In typhoid fever the bone marrow is liable to be invaded by the typhoid bacillus, which may set up osteomyelitis soon after its lodgment, or it may lie latent for a considerable period before doing so. The lesions may be single or multiple, they involve the marrow or the periosteum or both, and they may or may not be attended with suppuration. They are most commonly met with in the tibia and in the ribs at the costo-chondral junctions.
The bone lesions usually occur during the seventh or eighth week of the fever, but have been known to occur much later. The chief complaint is of vague pains, at first referred to several bones, later becoming localised in one; they are aggravated by movement, or by handling the bone, and are worst at night. There is redness and œdema of the overlying soft parts, and swelling with vague fluctuation, and on incision there escapes a yellow creamy pus, or a brown syrupy fluid containing the typhoid bacillus in pure culture. Necrosis is exceptional.
When the abscess develops slowly, the condition resembles tuberculous disease, from which it may be diagnosed by the history of typhoid fever, and by obtaining a positive Widal reaction.
The prognosis is favourable, but recovery is apt to be slow, and relapse is not uncommon.
It is usually sufficient to incise the periosteum, but when the disease occurs in a rib it may be necessary to resect a portion of bone.

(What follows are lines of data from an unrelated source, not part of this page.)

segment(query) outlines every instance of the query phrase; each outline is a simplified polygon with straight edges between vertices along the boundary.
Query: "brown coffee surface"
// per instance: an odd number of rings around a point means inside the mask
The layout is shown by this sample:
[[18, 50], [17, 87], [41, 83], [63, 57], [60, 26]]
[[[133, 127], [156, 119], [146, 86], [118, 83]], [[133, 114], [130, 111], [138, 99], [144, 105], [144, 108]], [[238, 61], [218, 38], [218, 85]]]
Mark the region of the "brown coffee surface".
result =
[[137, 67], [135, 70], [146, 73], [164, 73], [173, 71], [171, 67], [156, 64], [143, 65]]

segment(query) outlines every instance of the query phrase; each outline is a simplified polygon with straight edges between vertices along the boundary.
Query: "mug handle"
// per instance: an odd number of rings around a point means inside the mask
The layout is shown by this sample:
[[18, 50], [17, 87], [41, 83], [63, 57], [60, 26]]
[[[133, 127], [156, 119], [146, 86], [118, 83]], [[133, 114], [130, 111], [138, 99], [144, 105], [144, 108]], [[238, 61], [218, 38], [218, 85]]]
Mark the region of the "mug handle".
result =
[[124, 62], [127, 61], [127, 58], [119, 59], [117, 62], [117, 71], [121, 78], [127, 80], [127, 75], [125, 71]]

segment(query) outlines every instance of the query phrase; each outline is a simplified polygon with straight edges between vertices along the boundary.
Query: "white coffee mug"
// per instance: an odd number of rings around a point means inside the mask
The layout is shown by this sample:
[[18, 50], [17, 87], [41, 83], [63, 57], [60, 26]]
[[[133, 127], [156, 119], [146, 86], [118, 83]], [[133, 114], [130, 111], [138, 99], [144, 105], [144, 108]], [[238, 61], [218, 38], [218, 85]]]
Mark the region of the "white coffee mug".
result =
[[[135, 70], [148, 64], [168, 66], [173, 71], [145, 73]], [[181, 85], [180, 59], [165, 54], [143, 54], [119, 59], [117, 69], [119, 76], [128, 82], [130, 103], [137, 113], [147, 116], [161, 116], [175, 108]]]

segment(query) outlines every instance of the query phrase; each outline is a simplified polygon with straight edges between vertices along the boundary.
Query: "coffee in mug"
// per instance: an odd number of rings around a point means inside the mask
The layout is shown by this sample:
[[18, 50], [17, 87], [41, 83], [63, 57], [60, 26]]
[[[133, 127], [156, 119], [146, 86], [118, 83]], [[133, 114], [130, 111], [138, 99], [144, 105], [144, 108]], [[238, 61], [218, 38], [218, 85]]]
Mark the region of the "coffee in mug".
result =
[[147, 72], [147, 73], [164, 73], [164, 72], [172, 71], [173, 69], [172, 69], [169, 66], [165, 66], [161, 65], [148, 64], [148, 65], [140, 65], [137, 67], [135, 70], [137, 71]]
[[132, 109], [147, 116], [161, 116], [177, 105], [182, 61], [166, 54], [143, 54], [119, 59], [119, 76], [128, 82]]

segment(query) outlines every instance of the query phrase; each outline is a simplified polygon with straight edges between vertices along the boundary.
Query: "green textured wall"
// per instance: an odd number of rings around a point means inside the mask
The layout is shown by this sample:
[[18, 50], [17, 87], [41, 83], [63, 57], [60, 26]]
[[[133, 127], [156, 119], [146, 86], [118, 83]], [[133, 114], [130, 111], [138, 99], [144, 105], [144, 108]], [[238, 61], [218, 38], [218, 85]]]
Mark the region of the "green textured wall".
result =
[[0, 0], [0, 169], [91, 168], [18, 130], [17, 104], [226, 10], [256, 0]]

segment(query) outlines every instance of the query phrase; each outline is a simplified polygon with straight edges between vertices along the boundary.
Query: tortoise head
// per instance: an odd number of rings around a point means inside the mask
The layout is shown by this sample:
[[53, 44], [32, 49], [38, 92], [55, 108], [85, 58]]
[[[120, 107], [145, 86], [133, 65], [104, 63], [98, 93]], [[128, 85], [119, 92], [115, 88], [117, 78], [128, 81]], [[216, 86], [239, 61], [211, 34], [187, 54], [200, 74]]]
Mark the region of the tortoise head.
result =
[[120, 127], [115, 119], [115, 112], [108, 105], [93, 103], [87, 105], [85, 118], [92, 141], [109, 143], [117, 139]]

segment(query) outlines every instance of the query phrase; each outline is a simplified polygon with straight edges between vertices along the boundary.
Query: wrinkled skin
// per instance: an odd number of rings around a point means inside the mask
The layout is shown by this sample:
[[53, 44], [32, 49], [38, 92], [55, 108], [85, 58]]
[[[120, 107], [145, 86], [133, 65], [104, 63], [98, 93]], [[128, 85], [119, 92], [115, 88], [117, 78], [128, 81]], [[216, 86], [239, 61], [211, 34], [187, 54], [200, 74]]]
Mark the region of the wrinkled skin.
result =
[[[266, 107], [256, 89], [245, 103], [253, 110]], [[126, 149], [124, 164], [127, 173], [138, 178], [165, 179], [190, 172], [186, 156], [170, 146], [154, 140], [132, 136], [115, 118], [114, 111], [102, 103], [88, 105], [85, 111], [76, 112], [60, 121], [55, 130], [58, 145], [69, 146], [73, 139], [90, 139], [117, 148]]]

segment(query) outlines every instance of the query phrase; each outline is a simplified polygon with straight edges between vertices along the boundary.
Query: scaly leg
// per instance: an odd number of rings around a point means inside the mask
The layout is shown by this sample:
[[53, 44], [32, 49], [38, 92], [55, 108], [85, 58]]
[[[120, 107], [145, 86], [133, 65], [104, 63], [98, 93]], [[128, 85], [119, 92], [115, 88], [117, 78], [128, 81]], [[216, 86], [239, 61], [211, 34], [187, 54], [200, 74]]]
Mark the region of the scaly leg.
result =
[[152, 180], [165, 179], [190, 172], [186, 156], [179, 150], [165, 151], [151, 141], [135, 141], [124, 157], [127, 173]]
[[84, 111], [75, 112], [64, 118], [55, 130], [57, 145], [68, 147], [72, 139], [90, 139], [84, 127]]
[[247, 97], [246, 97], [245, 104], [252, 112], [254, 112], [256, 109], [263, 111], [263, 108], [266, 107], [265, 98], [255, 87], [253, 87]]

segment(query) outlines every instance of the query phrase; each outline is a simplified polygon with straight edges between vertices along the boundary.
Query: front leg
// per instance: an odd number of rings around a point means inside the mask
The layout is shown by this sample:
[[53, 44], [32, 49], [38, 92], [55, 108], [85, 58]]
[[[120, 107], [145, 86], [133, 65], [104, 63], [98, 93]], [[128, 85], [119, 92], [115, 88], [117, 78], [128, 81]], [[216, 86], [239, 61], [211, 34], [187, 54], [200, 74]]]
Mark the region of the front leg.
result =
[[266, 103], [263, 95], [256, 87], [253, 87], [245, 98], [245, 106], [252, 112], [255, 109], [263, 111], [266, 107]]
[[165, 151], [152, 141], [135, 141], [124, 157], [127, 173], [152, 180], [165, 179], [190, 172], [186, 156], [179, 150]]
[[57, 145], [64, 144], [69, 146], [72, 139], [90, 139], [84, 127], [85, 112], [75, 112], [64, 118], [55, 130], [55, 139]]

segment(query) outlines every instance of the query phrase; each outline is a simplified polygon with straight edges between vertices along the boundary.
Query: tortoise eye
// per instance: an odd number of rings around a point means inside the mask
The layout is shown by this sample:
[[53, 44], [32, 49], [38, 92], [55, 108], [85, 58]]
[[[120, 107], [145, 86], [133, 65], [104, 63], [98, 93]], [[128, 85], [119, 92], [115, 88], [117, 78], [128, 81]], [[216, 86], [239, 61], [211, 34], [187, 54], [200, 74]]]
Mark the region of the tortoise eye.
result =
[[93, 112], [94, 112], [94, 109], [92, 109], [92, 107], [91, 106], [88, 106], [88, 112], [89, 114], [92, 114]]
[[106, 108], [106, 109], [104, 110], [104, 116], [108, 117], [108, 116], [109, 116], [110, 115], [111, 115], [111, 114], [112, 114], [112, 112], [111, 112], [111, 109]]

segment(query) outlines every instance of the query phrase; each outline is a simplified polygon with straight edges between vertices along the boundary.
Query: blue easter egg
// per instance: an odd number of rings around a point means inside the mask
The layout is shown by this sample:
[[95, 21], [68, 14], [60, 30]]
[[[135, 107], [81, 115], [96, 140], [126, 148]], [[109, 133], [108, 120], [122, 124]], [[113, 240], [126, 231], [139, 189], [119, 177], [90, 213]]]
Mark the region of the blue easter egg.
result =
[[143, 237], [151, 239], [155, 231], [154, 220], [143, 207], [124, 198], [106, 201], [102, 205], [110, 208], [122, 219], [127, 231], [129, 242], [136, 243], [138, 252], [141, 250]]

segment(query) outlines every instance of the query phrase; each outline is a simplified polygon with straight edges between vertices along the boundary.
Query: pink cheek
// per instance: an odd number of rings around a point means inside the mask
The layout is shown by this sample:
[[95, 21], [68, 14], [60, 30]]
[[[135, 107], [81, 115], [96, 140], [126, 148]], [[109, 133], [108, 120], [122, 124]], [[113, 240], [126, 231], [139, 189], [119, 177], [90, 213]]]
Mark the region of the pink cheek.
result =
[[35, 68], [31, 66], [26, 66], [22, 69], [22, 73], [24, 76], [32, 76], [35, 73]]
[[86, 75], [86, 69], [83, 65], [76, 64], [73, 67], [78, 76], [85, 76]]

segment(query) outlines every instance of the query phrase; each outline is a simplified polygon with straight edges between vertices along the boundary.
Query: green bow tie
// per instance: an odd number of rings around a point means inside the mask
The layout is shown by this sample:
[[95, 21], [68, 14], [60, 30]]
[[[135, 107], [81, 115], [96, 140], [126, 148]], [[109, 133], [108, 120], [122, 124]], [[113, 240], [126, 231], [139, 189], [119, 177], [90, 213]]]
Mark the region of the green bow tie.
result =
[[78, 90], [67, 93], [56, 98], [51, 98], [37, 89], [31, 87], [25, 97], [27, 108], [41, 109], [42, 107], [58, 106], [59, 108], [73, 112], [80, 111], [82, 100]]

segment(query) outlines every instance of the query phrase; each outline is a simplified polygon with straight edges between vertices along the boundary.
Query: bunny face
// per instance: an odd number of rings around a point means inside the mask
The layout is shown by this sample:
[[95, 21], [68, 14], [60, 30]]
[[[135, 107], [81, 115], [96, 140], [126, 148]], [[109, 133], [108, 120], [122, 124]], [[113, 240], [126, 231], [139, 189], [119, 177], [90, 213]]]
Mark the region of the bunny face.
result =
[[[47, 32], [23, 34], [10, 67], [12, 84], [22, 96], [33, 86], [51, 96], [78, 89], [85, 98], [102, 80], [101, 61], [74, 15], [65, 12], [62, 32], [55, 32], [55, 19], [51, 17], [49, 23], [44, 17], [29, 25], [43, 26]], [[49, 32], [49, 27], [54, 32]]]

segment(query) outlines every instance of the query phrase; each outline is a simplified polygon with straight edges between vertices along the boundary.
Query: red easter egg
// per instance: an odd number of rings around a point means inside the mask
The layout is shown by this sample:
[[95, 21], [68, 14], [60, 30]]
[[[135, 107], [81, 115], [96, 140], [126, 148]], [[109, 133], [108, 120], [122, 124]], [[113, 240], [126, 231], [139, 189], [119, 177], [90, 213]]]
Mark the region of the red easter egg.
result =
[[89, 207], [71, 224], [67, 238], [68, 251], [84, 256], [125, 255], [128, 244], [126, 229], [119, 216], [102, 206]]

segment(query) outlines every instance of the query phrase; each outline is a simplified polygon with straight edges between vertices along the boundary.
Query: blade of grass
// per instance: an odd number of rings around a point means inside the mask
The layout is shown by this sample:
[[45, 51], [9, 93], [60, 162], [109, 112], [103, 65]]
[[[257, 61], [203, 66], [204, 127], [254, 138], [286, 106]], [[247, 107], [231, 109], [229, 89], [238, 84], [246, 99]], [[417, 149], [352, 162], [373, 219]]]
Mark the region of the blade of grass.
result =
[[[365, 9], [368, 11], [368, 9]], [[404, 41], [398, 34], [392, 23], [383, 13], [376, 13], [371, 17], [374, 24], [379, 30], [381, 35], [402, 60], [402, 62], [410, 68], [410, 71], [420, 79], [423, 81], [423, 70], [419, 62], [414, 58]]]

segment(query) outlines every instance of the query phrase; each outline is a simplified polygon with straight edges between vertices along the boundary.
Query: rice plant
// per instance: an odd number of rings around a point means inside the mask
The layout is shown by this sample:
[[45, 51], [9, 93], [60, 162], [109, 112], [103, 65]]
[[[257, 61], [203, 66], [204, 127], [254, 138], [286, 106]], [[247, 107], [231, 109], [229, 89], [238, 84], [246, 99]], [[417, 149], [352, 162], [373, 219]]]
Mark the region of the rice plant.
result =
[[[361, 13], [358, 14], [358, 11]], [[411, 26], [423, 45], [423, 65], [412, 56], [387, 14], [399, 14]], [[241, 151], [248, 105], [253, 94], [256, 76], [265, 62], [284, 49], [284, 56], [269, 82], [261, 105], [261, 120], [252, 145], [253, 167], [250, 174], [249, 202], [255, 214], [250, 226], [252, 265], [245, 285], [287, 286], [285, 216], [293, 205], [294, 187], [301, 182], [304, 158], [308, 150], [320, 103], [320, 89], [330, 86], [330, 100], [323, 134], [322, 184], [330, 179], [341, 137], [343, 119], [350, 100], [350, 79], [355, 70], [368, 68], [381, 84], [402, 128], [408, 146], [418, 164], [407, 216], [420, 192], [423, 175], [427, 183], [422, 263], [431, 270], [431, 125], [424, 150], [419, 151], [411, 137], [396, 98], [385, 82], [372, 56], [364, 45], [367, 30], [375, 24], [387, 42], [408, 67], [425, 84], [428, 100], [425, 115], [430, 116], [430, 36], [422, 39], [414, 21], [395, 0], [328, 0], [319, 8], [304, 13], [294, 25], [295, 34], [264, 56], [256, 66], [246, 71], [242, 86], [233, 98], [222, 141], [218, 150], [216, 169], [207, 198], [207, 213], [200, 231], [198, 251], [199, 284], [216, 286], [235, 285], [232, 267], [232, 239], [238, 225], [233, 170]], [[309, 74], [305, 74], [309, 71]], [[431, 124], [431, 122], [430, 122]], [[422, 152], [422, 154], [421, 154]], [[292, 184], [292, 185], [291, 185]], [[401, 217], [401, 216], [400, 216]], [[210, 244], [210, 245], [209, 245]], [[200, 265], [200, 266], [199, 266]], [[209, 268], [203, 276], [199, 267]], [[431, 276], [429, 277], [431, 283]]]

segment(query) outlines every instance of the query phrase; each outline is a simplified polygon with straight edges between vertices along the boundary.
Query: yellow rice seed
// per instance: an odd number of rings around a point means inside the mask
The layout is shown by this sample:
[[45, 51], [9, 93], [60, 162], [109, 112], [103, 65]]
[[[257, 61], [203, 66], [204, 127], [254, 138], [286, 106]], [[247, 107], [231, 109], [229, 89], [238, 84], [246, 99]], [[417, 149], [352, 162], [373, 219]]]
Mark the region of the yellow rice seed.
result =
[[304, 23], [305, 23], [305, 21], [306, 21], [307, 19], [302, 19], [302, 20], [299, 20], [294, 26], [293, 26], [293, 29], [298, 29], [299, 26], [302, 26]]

Pyogenic Osteomyelitis due to Spread of Infection from the Soft Parts.—There still remain those forms of osteomyelitis which result from infection through a wound involving the bone—for example, compound fractures, gun-shot injuries, osteotomies, amputations, resections, or operations for un-united fracture. In all of these the marrow is exposed to infection by such organisms as are present in the wound. A similar form of osteomyelitis may occur apart from a wound—for example, infection may spread to the jaws from lesions of the mouth; to the skull, from lesions of the scalp or of the cranial bones themselves—such as a syphilitic gumma or a sarcoma which has fungated externally; or to the petrous temporal, from suppuration in the middle ear.
Fig. 122.—Tubular Sequestrum resulting from Septic Osteomyelitis in Amputation Stump.
The most common is an osteomyelitis commencing in the marrow exposed in a wound infected with pyogenic organisms. In amputation stumps, fungating granulations protrude from the sawn end of the bone, and if necrosis takes place, the sequestrum is annular, affecting the cross-section of the bone at the saw-line; or tubular, extending up the shaft, and tapering off above. The periosteum is more easily detached, is thicker than normal, and is actively engaged in forming bone. In the macerated specimen, the new bone presents a characteristic coral-like appearance, and may be perforated by cloacæ ([Fig. 122]).